Après le passage de relais à mi-Tétralogie pour la réalisation visuelle, Romeo Castellucci ayant abandonné le projet après sa Walküre, Pierre Audi met en scène Die Götterdämmerung, globalement dans la continuité esthétique de son précédent Siegfried. Plutôt qu’une interprétation ou une énième lecture décalée de l’opus wagnérien, la démarche est plutôt narrative, dans la scénographie de Michael Simon, souvent de facture symbolique. On retrouve en ouverture un court film où des enfants costumés jouent à la Tétralogie, leurs dessins évoquant les passages les plus marquants : la lance ou l’épée brisée, Brünnhilde entourée de rouge pour le feu…
Le dispositif scénique se concentre sur deux plateaux tournants juxtaposés qui donnent du mouvement aux tableaux, sans excès de giration toutefois. Le plus souvent, un haut et long caisson en forme de mur épais prend place sur chaque tournette. C’est ainsi sur celui de gauche que les trois Nornes sont juchées à leur première apparition, coiffant leurs longs cheveux et chacune entourée d’un épais tissu, comme si chaque Norne émergeait d’un cocon. Les symboles du Ring sont là, haute et lumineuse lance de Wotan à droite et tronc du frêne à gauche. Les lumières de Valerio Tiberi sont magnifiques tout au long de la soirée et c’est dans un éclairage rouge que les Nornes cassent la corde, virtuelle, tandis qu’elles jettent leur perruque et découvrent leur crâne chauve.
Après le Prologue, la transformation à vue des décors pour passer au palais de Gunther est particulièrement fluide, dans de belles lumières bleues.
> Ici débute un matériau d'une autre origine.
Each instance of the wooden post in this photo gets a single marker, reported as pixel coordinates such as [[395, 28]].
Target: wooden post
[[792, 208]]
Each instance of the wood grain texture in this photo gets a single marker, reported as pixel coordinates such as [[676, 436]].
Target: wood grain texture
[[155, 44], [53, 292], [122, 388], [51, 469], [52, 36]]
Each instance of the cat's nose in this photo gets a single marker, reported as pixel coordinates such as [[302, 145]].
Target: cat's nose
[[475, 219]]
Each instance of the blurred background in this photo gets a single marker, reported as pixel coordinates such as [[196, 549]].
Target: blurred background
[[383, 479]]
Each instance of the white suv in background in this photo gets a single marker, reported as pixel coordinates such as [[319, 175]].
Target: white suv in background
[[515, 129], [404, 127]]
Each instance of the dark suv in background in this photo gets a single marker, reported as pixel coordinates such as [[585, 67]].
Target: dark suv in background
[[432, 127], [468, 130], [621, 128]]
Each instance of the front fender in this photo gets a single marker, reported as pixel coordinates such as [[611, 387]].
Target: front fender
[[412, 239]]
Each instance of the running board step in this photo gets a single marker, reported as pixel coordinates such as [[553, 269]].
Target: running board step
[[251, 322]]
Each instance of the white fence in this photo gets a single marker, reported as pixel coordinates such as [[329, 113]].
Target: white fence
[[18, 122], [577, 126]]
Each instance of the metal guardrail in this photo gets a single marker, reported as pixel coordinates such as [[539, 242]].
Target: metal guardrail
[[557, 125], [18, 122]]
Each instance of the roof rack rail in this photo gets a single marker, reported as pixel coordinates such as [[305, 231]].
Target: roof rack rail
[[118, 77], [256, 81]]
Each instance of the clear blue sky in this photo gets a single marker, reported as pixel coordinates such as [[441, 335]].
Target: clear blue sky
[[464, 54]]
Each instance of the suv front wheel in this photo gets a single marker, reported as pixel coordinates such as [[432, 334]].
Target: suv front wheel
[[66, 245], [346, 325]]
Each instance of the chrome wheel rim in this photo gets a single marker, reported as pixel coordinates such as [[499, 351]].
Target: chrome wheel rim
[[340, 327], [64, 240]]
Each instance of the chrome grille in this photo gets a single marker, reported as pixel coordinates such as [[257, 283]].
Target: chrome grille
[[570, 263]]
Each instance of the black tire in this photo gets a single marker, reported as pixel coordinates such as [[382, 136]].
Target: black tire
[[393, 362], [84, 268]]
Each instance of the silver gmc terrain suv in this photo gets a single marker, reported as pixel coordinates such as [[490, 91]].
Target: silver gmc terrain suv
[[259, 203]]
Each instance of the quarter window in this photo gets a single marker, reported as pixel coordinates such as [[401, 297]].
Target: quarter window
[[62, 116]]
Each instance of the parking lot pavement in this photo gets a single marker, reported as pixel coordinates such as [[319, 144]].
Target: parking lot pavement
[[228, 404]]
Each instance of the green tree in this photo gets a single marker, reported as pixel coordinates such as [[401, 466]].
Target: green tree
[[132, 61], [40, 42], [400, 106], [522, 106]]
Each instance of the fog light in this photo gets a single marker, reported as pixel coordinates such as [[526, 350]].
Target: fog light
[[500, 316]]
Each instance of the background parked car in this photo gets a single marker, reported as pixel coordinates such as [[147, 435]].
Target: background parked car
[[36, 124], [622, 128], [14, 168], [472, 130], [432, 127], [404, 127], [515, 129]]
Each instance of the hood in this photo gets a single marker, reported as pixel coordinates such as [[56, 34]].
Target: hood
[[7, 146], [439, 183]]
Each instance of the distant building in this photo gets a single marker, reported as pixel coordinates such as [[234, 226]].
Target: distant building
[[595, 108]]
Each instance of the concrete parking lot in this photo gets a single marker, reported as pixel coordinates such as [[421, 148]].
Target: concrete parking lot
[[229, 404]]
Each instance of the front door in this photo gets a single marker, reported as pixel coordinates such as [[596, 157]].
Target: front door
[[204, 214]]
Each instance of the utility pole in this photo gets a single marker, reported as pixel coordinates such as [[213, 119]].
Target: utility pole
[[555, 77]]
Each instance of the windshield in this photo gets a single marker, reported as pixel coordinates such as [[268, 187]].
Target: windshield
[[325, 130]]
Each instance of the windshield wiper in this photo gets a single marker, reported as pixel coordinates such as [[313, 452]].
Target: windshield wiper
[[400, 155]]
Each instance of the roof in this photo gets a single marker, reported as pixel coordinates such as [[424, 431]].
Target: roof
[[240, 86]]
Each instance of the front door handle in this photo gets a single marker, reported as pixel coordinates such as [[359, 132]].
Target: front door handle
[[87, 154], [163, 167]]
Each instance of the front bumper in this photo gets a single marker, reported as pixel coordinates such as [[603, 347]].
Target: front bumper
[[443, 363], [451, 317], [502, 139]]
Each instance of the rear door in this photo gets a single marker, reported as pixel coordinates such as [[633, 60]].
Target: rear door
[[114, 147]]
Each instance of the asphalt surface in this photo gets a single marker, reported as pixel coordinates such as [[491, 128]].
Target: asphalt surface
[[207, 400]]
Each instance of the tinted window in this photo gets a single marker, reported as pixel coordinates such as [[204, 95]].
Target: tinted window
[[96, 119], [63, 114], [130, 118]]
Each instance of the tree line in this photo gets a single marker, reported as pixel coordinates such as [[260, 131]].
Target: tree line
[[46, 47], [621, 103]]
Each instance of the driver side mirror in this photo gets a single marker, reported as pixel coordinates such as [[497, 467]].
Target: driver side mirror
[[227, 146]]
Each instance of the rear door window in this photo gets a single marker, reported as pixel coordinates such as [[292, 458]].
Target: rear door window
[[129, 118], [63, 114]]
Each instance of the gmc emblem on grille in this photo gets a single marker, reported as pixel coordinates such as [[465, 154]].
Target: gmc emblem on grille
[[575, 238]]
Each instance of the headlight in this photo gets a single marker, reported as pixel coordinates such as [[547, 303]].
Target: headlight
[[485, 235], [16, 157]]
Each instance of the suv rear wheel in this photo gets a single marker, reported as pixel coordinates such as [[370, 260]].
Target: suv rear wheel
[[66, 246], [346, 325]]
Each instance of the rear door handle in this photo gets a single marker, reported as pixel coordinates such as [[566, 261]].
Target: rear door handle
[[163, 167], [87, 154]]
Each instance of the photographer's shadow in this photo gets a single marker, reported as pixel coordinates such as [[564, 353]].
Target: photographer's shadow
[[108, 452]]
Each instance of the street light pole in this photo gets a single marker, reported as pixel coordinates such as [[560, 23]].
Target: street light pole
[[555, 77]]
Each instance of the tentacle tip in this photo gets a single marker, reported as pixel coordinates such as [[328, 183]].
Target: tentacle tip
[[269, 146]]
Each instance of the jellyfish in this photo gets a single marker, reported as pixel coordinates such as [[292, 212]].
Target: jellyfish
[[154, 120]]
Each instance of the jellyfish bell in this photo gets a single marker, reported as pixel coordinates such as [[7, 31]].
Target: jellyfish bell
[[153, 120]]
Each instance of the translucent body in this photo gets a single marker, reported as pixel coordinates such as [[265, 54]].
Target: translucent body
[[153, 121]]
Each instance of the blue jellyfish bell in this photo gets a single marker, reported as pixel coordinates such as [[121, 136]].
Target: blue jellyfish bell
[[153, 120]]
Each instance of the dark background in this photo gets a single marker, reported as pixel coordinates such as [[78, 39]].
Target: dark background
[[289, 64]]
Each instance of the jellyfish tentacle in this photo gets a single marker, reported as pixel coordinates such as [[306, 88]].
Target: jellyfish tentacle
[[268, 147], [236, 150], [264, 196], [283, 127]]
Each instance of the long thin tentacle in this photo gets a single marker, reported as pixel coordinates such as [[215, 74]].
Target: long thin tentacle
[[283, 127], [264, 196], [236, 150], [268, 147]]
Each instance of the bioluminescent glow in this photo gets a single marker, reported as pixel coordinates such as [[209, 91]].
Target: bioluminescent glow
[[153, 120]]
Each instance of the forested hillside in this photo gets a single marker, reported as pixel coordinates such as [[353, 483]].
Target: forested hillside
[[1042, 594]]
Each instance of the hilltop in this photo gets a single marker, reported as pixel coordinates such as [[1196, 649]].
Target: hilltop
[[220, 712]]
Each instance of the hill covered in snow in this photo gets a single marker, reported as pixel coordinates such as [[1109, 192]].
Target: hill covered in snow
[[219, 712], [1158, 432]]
Des cubes et parallélépipèdes sont suspendus aux cintres, tandis que les lents mouvements des éléments au sol donneraient l’illusion qu’ils sont poussés sur roulettes. Les frère et sœur, Gunther et Gutrune, entretiennent une relation très forte, carrément incestueuse à vrai dire lorsqu’ils se donnent un baiser à pleine bouche… C’est ici qu’Hagen entre en jeu, personnage impressionnant, effrayant même, tout de noir vêtu et à l’apparence d’un prêtre en grand manteau qui célébrerait un mariage lorsqu’il fait agenouiller Gunther et Gutrune de part et d’autre de sa lance. Un bref moment décalé est toutefois à signaler, lorsque Siegfried lui demande de bien s’occuper du cheval Grane (Wohl hüte mit Grane…), Hagen sort de scène en galopant sur sa lance, un des rares instants d’humour de la soirée ! Gunther et Siegfried apparaissent plus tard côte-à-côte comme deux moines, coiffés tous deux de cônes au lieu d’un seul Tarnhelm, afin de ramener Brünnhilde au palais de Gunther.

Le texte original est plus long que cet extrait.